A 26-year-old former Chicago-area resident has been found guilty of murder and child endangerment in the death of his daughter at his southwest Iowa home.
Charles Hall's trial took place last week. A jury returned two guilty verdicts Friday in the May death of 3-year-old Janyiah King at Hall's home in Bedford.
Hall will be sentenced later this month, as will April Clair, 26, who was Hall's live-in girlfriend on May 22 when she found Janyiah's body. Clair has pleaded guilty to child endangerment resulting in bodily injury, a lesser charge than the initial endangerment charge, in return for truthful testimony in Hall's trial.
Janyiah had been staying with Clair and Hall for several weeks leading up to her death. Janyiah normally lived in the Chicago area with her mother, but Clair and Hall had recently had a baby girl together, and Hall and Janyiah's mother wanted to give Janyiah a chance to get to know her little sister, said Clint Spurrier, the Taylor County attorney.
At the trial, Clair testified that on May 22 she left their home at 9 a.m. to help a cousin with groceries. Hall was alone with the child. She returned about 11:30 a.m. to find Hall outside their home, smoking a cigarillo. As he finished smoking, he said he needed to go get a tire fixed and left.

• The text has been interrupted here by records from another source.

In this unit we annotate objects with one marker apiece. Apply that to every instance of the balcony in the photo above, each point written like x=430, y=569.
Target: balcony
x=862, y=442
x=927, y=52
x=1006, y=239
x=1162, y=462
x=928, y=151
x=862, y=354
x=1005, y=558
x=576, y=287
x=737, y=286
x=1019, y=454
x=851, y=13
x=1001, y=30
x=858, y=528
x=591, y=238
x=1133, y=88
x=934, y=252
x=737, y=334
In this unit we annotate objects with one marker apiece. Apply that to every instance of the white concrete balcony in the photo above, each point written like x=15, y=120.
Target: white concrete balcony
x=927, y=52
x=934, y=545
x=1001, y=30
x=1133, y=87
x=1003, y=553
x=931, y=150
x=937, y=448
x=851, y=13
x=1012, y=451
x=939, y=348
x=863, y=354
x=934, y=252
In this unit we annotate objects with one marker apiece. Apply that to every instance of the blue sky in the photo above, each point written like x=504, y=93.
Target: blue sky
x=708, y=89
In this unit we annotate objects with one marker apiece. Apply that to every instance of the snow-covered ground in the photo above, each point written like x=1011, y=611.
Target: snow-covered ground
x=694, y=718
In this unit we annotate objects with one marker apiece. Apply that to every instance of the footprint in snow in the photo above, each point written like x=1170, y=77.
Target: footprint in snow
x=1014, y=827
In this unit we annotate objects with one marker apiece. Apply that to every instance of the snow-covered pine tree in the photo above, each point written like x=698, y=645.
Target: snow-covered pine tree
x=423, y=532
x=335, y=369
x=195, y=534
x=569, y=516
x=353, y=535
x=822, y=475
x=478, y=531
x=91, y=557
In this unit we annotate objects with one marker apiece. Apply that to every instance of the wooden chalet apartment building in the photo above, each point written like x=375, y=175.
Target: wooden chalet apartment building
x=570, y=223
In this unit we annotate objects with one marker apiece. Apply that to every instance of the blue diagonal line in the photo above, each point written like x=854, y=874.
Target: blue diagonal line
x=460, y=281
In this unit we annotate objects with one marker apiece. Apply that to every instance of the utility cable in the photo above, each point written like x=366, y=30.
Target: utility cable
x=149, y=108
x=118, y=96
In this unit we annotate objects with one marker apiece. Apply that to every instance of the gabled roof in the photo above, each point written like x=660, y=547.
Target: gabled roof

Clair found Janyiah lying on the bathroom floor, unresponsive. She called 911. The first deputy on the scene found Janyiah's body cold to the touch.
The child's body had several recent injuries, including skin on her buttocks and face that had sloughed off from either burning or being struck. She had suffered blunt-force trauma to the backs of her legs and to the right side of her face, and had suffered burns, Spurrier said.
Hall and Clair told investigators they did not seek medical help after the child knocked a pot of boiling water onto herself about two weeks before, according to court documents. Both were charged with child endangerment causing serious injury.
An autopsy found that the child had died of asphyxiation, most likely by drowning, Spurrier said. The bathtub had standing water in it.
The death was ruled a homicide, and prosecutors charged Hall with first-degree murder. Clair continued to face a charge because she did not seek medical help for the child after she suffered the injuries, Spurrier said.